Rija Andriamihantanirina de l'UNICEF Inde reçoit son vaccin contre COVID-19
Rija Andriamihantanirina de l'UNICEF Inde reçoit son vaccin contre la COVID-19

Vivant dans un pays où le COVID-19 atteint 100 000 à 200 000 nouveaux cas et plus de 1000 décès par jour, Rija Andriamihantanirina vit dans l’anxiété tous les jours avec la peur d’attraper le virus et surtout de tomber malade dans sa forme grave. Expatrié depuis 2018 en Inde, il est le responsable du programme de vaccination au sein de l’UNICEF Inde.

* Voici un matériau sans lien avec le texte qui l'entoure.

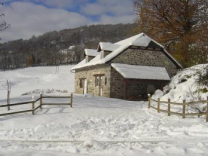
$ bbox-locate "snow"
[152,64,208,113]
[85,49,99,56]
[0,65,74,100]
[0,66,208,156]
[111,63,170,80]
[71,58,87,71]
[69,46,75,50]
[99,42,120,51]
[72,33,182,70]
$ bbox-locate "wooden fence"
[0,94,73,116]
[148,95,208,122]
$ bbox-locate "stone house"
[71,33,182,100]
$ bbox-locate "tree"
[134,0,208,67]
[0,2,10,37]
[2,79,12,111]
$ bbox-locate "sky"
[0,0,136,42]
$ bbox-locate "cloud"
[35,0,88,8]
[98,15,136,24]
[0,2,92,41]
[81,0,133,15]
[0,0,135,42]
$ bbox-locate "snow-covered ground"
[0,66,208,156]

« J’ai attendu impatiemment mon tour parmi le groupe cible. C’est une question de vie ou de mort et je n’ai pas hésité à aucun moment d’en prendre », explique cet expert de la vaccination mais aussi père de famille. Il a reçu successivement ses deux doses le 12 mars et le 15 avril dernier. « Je vous dis que je suis rassuré plus que jamais. Je sais que même si je serai infecté, au moins je suis sûr que cela reste un cas simple qui ne nécessitera pas d’hospitalisation », explique Rija qui se rappelle d’une famille infectée où ceux vaccinés dans la famille sont sortis sans complication et les autres non vaccinés sont hospitalisés et il y en a même qui en est décédé.

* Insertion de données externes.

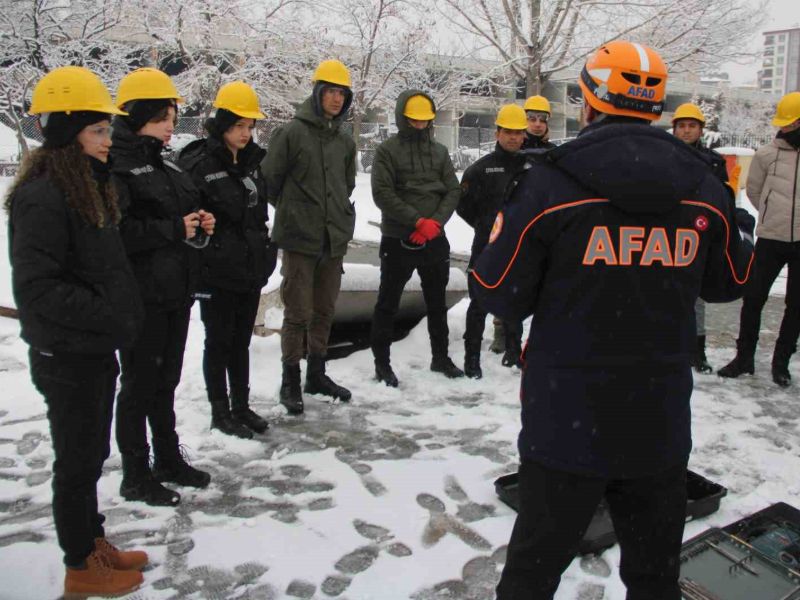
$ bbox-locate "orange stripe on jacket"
[681,200,756,285]
[472,198,755,290]
[472,198,609,290]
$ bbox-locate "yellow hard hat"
[311,59,351,87]
[772,92,800,127]
[494,104,528,129]
[28,67,127,115]
[213,81,265,119]
[525,96,550,114]
[672,102,706,125]
[117,67,183,107]
[403,94,436,121]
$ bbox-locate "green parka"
[261,92,356,258]
[372,90,461,239]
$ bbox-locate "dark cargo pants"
[738,238,800,356]
[29,348,119,567]
[281,250,343,365]
[370,235,450,363]
[497,461,686,600]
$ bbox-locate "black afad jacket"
[179,138,277,293]
[8,177,144,355]
[470,120,752,477]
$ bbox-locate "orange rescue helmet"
[578,40,667,121]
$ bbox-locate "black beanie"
[205,108,242,138]
[122,98,175,133]
[39,110,111,148]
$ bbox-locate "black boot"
[280,363,303,415]
[231,386,269,437]
[717,341,756,379]
[303,355,353,402]
[772,343,795,387]
[119,449,181,506]
[375,360,400,387]
[464,352,483,379]
[692,335,724,377]
[211,398,253,440]
[431,354,464,379]
[500,340,522,369]
[153,433,211,488]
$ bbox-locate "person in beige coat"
[719,92,800,387]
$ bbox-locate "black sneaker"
[119,474,181,506]
[464,354,483,379]
[153,456,211,488]
[375,362,400,387]
[717,354,756,379]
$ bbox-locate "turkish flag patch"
[694,215,708,231]
[489,212,503,244]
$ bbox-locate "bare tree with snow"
[443,0,766,96]
[0,0,132,154]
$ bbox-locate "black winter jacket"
[456,144,525,266]
[692,141,728,188]
[111,118,202,310]
[470,119,753,477]
[8,171,143,355]
[522,129,556,150]
[261,94,356,258]
[178,137,277,292]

La vaccination fait partie intégrante de la lutte contre la COVID-19. Elle est complémentaire. Ceci dit, il est recommandé de poursuivre les gestes barrières faisables par tous. C’est le seul moyen qui nous fera sortir de cette pandémie quand la majorité du globe sera vaccinée

Rija pense que la meilleure lutte contre la COVID-19 est de se protéger soi-même et de protéger les autres. Il encourage ainsi que se faire vacciner dès que les vaccins sont disponibles et que vous êtes éligibles est un geste que vous n’allez pas regretter.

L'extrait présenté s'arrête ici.